Deuxième lettre de Paul aux Corinthiens (chap. 12) :
7 – Et de peur que ne m’élève l’excellence de ces dévoilements, une écharde dans ma chair, un ange de Satan m’a été donné pour me souffleter, de peur que je ne m’élève.
8 – Trois fois j’ai fait appel au Seigneur pour qu’il l’éloigne de moi.
9 – Il m’a dit : ma grâce te suffit, car ma puissance est accomplie par la faiblesse. Je prendrai encore plus de plaisir à me vanter de mes faiblesses pour que la puissance du Christ m’abrite.
10 – Voilà pourquoi je suis content des faiblesses, des outrages, des nécessités, des persécutions, des angoisses pour le Christ, car lorsque je suis faible, c’est alors que je suis fort.
Pour avancer vers la grâce qui ouvrira la porte du salut, nous devons créer un clivage entre notre part mondaine et notre part spirituelle. Pour y parvenir, nous avons deux axes de progression : l’un qui relève de notre intellect et l’autre qui relève de notre corps.
Comme nous l’avons déjà évoqué, le premier portera sur l’assimilation intégrale de concepts qui nous posent souvent problème au début, comme la non-violence absolue ou l’abandon de tout espoir de sauver ce monde.

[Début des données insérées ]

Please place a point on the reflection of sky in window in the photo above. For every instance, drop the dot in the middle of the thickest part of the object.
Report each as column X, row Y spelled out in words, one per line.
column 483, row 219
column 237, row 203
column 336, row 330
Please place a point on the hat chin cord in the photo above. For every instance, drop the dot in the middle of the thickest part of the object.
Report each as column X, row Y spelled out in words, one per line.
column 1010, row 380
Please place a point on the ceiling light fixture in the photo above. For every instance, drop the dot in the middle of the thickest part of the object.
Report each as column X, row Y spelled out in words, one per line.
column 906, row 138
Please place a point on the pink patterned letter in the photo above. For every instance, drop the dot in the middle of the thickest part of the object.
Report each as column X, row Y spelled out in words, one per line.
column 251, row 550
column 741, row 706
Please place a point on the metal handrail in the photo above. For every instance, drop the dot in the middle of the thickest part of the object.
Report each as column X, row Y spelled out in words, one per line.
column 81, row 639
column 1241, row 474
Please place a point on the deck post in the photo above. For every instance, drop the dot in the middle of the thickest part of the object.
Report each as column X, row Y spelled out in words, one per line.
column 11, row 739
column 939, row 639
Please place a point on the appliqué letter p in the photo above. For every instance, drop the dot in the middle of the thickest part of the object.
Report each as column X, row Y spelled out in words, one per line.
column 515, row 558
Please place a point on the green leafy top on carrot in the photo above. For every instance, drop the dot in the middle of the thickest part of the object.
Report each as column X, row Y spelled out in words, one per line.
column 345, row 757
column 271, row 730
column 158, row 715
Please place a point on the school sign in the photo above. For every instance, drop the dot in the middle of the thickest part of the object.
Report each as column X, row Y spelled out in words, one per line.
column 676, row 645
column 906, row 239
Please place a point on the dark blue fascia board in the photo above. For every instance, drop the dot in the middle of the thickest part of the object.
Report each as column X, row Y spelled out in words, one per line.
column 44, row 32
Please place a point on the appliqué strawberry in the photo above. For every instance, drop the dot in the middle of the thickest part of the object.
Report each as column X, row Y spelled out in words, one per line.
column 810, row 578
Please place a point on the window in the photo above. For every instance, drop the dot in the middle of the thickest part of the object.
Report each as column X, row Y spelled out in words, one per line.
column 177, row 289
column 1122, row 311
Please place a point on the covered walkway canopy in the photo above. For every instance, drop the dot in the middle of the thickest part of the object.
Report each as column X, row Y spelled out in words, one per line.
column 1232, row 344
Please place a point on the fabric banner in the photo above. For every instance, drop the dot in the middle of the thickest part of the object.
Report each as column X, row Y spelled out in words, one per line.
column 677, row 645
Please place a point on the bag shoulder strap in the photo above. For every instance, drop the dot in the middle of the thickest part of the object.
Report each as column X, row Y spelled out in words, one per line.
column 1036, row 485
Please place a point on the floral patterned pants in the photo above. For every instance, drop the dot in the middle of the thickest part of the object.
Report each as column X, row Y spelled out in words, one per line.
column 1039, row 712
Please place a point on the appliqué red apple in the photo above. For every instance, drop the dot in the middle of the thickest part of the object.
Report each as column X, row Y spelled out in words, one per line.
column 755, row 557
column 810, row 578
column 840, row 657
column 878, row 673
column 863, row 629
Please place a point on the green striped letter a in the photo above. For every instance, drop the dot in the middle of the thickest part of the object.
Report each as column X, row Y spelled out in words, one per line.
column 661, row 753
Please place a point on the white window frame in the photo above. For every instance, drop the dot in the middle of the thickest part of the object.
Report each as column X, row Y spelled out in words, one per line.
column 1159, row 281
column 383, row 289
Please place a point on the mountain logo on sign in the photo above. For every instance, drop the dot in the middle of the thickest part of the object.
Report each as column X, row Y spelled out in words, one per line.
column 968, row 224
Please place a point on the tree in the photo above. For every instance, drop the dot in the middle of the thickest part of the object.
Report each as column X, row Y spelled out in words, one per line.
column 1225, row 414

Aujourd’hui, je voudrais évoquer le second dont on croit que l’ascèse seule peut vaincre l’obstacle, ce qui nous paraît finalement abordable. Cependant, il ne faut pas oublier que notre corps suit sa propre route vers la déchéance et vient nous le rappeler régulièrement.
La souffrance asservit
Nous le savons bien pour l’avoir tous vécu, la douleur physique vient vite à bout de notre volonté de résistance. Mais la douleur comporte des éléments divers qui vont du ressenti au pressenti.
En effet, la douleur aiguë nous submerge momentanément, mais nous avons des moyens de l’atténuer, voire de la supprimer. Si elle atteint des niveaux paroxystiques, elle peut dépasser nos moyens de résistance au point que, dans les cas extrêmes, certains patients se suicident pour lui échapper.

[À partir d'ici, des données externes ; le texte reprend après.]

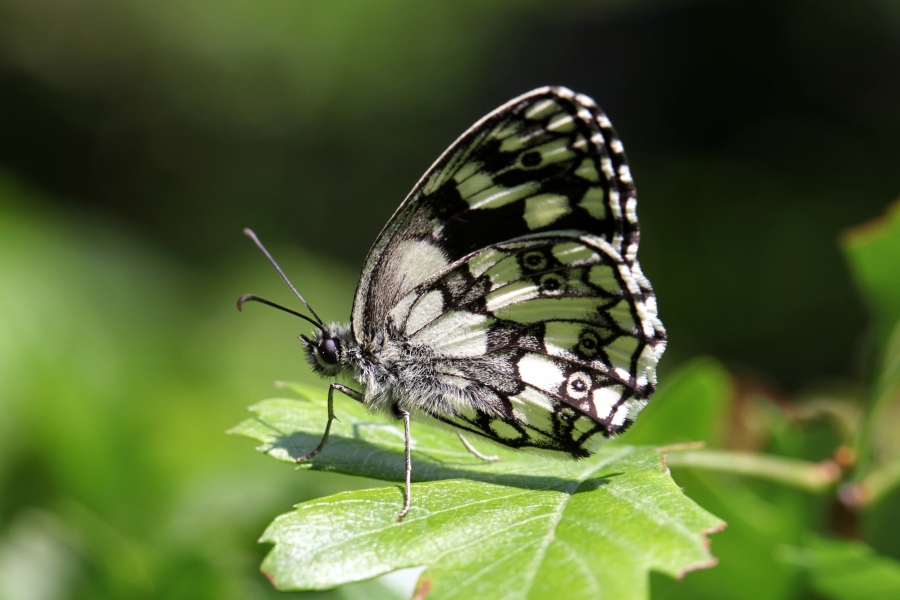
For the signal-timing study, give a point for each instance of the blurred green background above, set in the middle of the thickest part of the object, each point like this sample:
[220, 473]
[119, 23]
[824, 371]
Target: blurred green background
[137, 139]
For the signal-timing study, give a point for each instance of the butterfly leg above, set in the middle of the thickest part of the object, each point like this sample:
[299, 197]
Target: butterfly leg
[472, 449]
[345, 390]
[406, 495]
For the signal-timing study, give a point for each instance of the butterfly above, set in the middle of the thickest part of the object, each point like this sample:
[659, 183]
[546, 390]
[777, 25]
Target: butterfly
[504, 296]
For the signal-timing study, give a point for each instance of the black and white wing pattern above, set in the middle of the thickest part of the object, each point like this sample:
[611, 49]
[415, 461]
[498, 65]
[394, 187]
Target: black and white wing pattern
[506, 288]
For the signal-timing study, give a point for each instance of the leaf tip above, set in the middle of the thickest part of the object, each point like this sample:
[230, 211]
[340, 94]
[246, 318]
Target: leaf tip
[704, 564]
[422, 588]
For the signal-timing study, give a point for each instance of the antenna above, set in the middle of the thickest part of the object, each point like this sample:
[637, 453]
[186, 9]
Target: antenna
[252, 298]
[249, 233]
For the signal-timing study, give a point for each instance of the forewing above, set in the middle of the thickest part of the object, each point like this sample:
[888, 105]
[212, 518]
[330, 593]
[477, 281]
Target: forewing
[548, 160]
[550, 341]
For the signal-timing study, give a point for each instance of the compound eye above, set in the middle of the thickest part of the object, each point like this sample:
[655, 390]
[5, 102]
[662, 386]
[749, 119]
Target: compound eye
[328, 351]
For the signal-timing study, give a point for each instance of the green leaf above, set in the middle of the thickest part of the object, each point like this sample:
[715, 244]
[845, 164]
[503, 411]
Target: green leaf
[873, 251]
[523, 527]
[844, 570]
[691, 406]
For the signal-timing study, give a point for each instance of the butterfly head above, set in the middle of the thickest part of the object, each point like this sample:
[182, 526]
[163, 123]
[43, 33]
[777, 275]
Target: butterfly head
[327, 350]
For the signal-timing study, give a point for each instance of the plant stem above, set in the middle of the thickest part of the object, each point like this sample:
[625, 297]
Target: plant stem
[805, 475]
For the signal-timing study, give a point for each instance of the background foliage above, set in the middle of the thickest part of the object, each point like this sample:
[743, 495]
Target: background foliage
[137, 139]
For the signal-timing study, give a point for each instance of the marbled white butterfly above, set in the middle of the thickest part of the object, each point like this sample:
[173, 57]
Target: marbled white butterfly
[504, 297]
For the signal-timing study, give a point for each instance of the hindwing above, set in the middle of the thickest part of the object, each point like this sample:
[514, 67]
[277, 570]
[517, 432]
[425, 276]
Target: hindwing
[548, 341]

La douleur chronique introduit un autre champ d’action, celui de la psychopathologie, car sa durée et sa puissance finissent par venir à bout de notre résistance. En outre, l’expérience de la douleur crée un état de pressenti par lequel ce que l’on appelle le seuil de déclenchement du ressenti douloureux est abaissé, car la peur de la douleur en favorise l’apparition.
L’expérience douloureuse, quand elle dure ou qu’elle se répète sans pouvoir être contrecarrée, crée un véritable asservissement qui obscurcit les capacités intellectuelles tant elle devient prégnante, que la douleur soit effectivement présente ou qu’elle soit simplement crainte et attendue. Nous en avons certainement tous fait l’expérience.

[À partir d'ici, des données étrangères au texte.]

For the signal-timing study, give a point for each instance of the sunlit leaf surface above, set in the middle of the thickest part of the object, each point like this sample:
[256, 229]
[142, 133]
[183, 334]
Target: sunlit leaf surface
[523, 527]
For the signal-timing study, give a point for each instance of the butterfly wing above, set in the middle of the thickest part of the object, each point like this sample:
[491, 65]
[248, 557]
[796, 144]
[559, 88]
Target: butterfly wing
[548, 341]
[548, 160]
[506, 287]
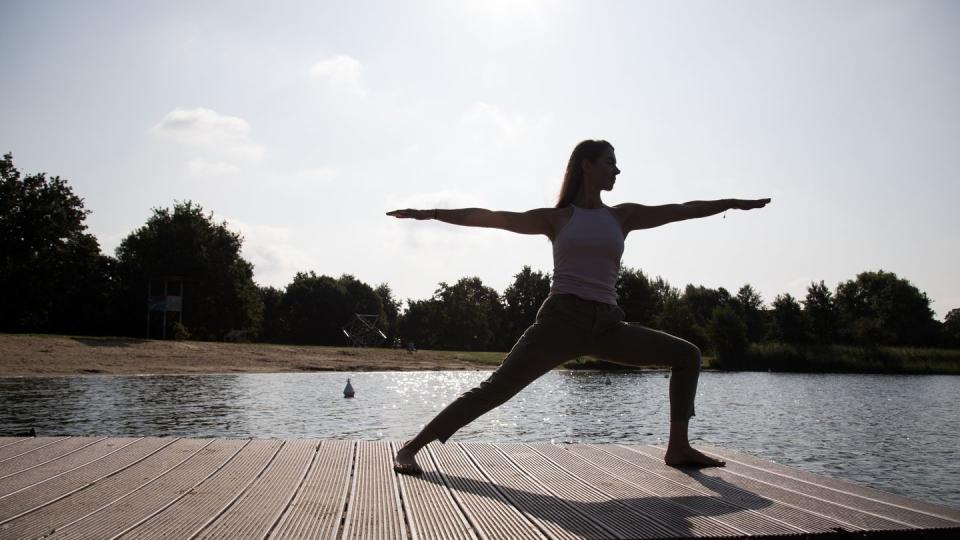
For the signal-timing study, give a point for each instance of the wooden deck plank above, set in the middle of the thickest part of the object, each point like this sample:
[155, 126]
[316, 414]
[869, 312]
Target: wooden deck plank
[640, 468]
[59, 467]
[630, 517]
[485, 507]
[6, 441]
[429, 506]
[26, 446]
[153, 497]
[738, 514]
[913, 511]
[557, 517]
[69, 488]
[259, 508]
[45, 455]
[660, 502]
[373, 509]
[202, 504]
[47, 519]
[319, 505]
[849, 518]
[78, 478]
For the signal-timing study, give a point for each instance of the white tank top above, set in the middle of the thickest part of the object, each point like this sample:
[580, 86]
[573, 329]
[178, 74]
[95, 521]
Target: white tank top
[586, 255]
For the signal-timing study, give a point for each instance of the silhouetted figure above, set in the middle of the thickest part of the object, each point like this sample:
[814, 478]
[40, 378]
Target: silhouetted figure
[580, 316]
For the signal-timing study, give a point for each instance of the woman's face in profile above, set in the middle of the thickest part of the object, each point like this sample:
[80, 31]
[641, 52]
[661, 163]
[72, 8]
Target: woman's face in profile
[603, 172]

Mais Paul nous dévoile une fonction nouvelle de la souffrance que peu d’entre nous auraient pu imaginer. Alors que notre nature mondaine tend à nous pousser vers la vanité et l’égotisme, la douleur vient stopper cet élan en nous rappelant notre misérable condition humaine d’être pantelant soumis à une incarnation imparfaite et corruptible. Mais cette approche n’est pas celle de tout le monde ; seuls ceux qui savent intellectualiser leurs ressentis peuvent l’envisager sous cet angle. Et c’est là que Paul remplit pleinement son rôle d’apôtre et de guide. En nous ouvrant la porte qui dépasse la douleur comme un ressenti pathologique pour en faire un outil d’inversion de notre nature mondaine au profit de notre aspiration spirituelle, il nous montre que notre appartenance à l’empirée divin supplante en tout point les vicissitudes de notre incarnation maligne.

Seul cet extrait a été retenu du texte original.